Preachers & liturgists will have a choice, this weekend: to present the Second Sunday of Christmas, or to skip a day to the Epiphany. Since the church at which I’m to preach is following the Epiphany scheme, and since the following week plunges directly into the Baptism of Jesus, I’ve decided to look at the Epiphany lections. This is the Season of Light, celebrating those AHA! moments when the lightbulb of recognition goes on, when holiness breaks into our drab post-holiday world. Secular Christmas promises so much; and realizes so little. Here’s an antidote.
We begin with a marvelous poem attributed to Third (post-exile) Isaiah, 60:1-6. “Arise, shine, FOR YOUR LIGHT HAS COME, and the glory of the Lord has risen upon YOU!” This isn’t a prescient prophecy of the Messiah, but rather a joyous proclamation to all of Zion that God is still ready to break in with renewed hopes and dreams. The Jewish Publication Society translates verse 5 as “As you behold, you will glow…” God’s dream, then, is to create a community of glow-ers? The whole People will burn with holy light: “Their radiance is essential to any bright future of God’s own imagining. If they hope to sit on the sidelines while someone else shines instead of them, then they have missed their central role in God’s vision.” (Barbara Brown Taylor, FEASTING on the WORD, A 1:199)

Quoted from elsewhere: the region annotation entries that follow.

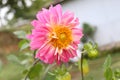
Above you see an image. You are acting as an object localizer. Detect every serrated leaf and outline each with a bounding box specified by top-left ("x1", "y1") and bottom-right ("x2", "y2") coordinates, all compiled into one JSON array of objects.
[
  {"x1": 13, "y1": 31, "x2": 26, "y2": 39},
  {"x1": 104, "y1": 68, "x2": 113, "y2": 80},
  {"x1": 28, "y1": 63, "x2": 42, "y2": 79},
  {"x1": 103, "y1": 55, "x2": 112, "y2": 70}
]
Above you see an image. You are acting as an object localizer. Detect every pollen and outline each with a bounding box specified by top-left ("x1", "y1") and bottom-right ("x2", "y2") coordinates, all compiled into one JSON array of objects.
[{"x1": 50, "y1": 26, "x2": 72, "y2": 49}]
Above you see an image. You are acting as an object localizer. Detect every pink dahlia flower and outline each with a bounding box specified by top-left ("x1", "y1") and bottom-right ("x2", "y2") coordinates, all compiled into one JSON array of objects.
[{"x1": 28, "y1": 4, "x2": 83, "y2": 64}]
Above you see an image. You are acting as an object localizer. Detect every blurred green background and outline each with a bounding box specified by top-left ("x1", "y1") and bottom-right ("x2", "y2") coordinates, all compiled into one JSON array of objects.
[{"x1": 0, "y1": 0, "x2": 120, "y2": 80}]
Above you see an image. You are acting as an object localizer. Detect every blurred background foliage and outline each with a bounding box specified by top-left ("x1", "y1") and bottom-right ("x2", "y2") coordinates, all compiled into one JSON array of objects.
[{"x1": 0, "y1": 0, "x2": 120, "y2": 80}]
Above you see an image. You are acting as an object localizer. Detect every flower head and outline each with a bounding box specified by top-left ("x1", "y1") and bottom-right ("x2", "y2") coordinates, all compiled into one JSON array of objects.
[{"x1": 28, "y1": 4, "x2": 83, "y2": 64}]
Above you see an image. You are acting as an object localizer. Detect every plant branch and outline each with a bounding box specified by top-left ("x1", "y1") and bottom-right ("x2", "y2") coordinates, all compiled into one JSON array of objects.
[
  {"x1": 24, "y1": 59, "x2": 40, "y2": 80},
  {"x1": 81, "y1": 53, "x2": 84, "y2": 80}
]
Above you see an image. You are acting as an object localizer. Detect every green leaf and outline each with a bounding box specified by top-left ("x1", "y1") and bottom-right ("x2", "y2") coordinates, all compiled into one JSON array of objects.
[
  {"x1": 0, "y1": 60, "x2": 2, "y2": 71},
  {"x1": 13, "y1": 31, "x2": 26, "y2": 39},
  {"x1": 103, "y1": 55, "x2": 112, "y2": 70},
  {"x1": 104, "y1": 68, "x2": 113, "y2": 80},
  {"x1": 22, "y1": 69, "x2": 28, "y2": 75},
  {"x1": 28, "y1": 63, "x2": 43, "y2": 79},
  {"x1": 18, "y1": 40, "x2": 29, "y2": 51},
  {"x1": 7, "y1": 55, "x2": 20, "y2": 64}
]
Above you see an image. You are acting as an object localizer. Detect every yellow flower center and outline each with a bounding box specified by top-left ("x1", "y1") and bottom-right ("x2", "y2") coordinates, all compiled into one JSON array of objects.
[{"x1": 50, "y1": 26, "x2": 72, "y2": 49}]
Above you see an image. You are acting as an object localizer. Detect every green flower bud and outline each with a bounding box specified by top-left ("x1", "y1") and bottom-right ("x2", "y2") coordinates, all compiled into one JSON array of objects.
[
  {"x1": 88, "y1": 49, "x2": 98, "y2": 58},
  {"x1": 57, "y1": 72, "x2": 71, "y2": 80}
]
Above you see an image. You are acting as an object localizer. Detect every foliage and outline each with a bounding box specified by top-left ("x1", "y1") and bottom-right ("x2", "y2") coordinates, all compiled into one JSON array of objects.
[
  {"x1": 0, "y1": 0, "x2": 52, "y2": 19},
  {"x1": 8, "y1": 31, "x2": 120, "y2": 80},
  {"x1": 81, "y1": 23, "x2": 96, "y2": 43}
]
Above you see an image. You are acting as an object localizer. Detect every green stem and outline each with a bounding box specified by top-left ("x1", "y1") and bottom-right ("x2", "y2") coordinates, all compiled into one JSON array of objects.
[
  {"x1": 81, "y1": 53, "x2": 84, "y2": 80},
  {"x1": 24, "y1": 59, "x2": 40, "y2": 80}
]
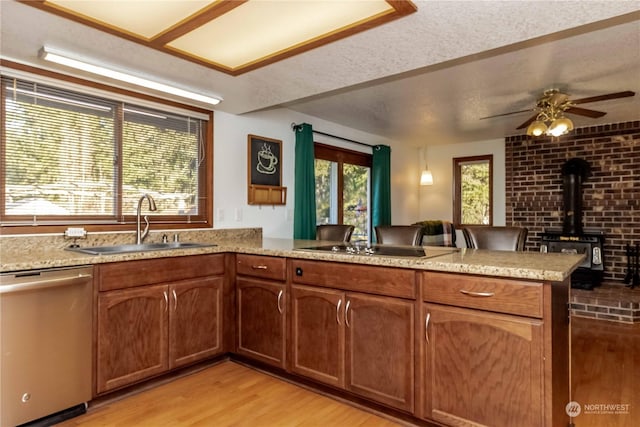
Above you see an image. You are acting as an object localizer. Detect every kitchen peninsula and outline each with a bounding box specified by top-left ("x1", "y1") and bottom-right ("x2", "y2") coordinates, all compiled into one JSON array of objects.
[{"x1": 0, "y1": 230, "x2": 582, "y2": 426}]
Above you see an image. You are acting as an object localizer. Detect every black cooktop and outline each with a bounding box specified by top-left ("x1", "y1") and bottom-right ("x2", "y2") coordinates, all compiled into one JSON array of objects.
[{"x1": 298, "y1": 244, "x2": 456, "y2": 258}]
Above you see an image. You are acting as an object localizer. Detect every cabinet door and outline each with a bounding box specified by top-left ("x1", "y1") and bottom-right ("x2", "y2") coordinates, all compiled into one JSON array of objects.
[
  {"x1": 424, "y1": 304, "x2": 544, "y2": 427},
  {"x1": 345, "y1": 293, "x2": 415, "y2": 412},
  {"x1": 291, "y1": 285, "x2": 345, "y2": 387},
  {"x1": 169, "y1": 277, "x2": 224, "y2": 368},
  {"x1": 236, "y1": 278, "x2": 286, "y2": 368},
  {"x1": 97, "y1": 285, "x2": 169, "y2": 393}
]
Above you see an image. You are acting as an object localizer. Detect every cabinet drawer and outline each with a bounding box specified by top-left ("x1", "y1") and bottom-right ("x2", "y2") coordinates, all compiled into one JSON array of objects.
[
  {"x1": 96, "y1": 254, "x2": 224, "y2": 291},
  {"x1": 422, "y1": 272, "x2": 543, "y2": 317},
  {"x1": 291, "y1": 259, "x2": 416, "y2": 299},
  {"x1": 236, "y1": 254, "x2": 287, "y2": 280}
]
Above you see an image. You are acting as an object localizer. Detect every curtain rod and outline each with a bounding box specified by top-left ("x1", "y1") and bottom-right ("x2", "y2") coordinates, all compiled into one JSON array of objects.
[{"x1": 291, "y1": 123, "x2": 376, "y2": 148}]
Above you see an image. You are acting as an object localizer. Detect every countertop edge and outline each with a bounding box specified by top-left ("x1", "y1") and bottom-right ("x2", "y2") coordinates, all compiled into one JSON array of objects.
[{"x1": 0, "y1": 239, "x2": 583, "y2": 282}]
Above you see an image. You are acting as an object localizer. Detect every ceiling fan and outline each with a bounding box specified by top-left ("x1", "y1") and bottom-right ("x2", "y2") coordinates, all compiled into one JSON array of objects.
[{"x1": 480, "y1": 89, "x2": 635, "y2": 136}]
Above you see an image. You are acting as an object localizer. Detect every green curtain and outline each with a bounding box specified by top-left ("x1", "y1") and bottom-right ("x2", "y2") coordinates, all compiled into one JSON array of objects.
[
  {"x1": 293, "y1": 123, "x2": 316, "y2": 240},
  {"x1": 371, "y1": 145, "x2": 391, "y2": 235}
]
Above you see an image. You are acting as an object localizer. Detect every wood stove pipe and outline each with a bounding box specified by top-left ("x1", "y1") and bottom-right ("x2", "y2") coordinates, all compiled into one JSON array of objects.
[{"x1": 562, "y1": 158, "x2": 591, "y2": 236}]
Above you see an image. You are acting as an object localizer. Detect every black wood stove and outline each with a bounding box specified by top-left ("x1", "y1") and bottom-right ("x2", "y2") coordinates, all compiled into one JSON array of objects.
[{"x1": 540, "y1": 158, "x2": 604, "y2": 289}]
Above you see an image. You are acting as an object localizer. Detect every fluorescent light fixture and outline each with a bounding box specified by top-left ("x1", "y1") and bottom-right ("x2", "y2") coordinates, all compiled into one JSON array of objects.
[{"x1": 40, "y1": 46, "x2": 222, "y2": 105}]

The opening verse of Ephesians 3:1-12 speaks about Paul’s defining moment, a moment we all need when we (at last) can say, “Oh! THAT’s why!” The mystery of Christ, to over-simplify, is the uniting of all humans in the Divine Light which shines over and within them. The Church Universal is the pipeline through which this light engages the movers ‘n’ shakers of our society: “Through the church the wisdom of God in its rich variety might now be made known to the rulers and authorities in the heavenly places.” And of course some places which aren’t so heavenly…
We can’t have Epiphany without providing for the entrance of the Wisemen. Whoever they were. However many there might have been. The Isaiah passage makes reference to camels bringing the Wealth of the Nations, maybe that was their mode of arrival. Our glamorized traditions have distorted the story a bit–it may be good to re-read Matthew 2:1-12. Tom Troeger points out that before they presented their gold/frankincense/ myrrh they gave the most important gift of all, themselves! Can it be that the people who recognize Jesus as Lord ARE the “Wealth of the Nations”?
Barbara Brown Taylor wraps it nicely for us: “There is no contradiction between proclaiming the epiphany of the Lord and the epiphany of the Lord’s People….He comes to set other people on fire, not to burn like a torch all on his own….People glow with God’s light because God is present with them, not because of anything they have done to secure that presence for themselves….Today Christ’s kin get to behold his glow until they glow themselves. They get to pass the gold and frankincense around as if it belonged to the whole family.” (op.cit.)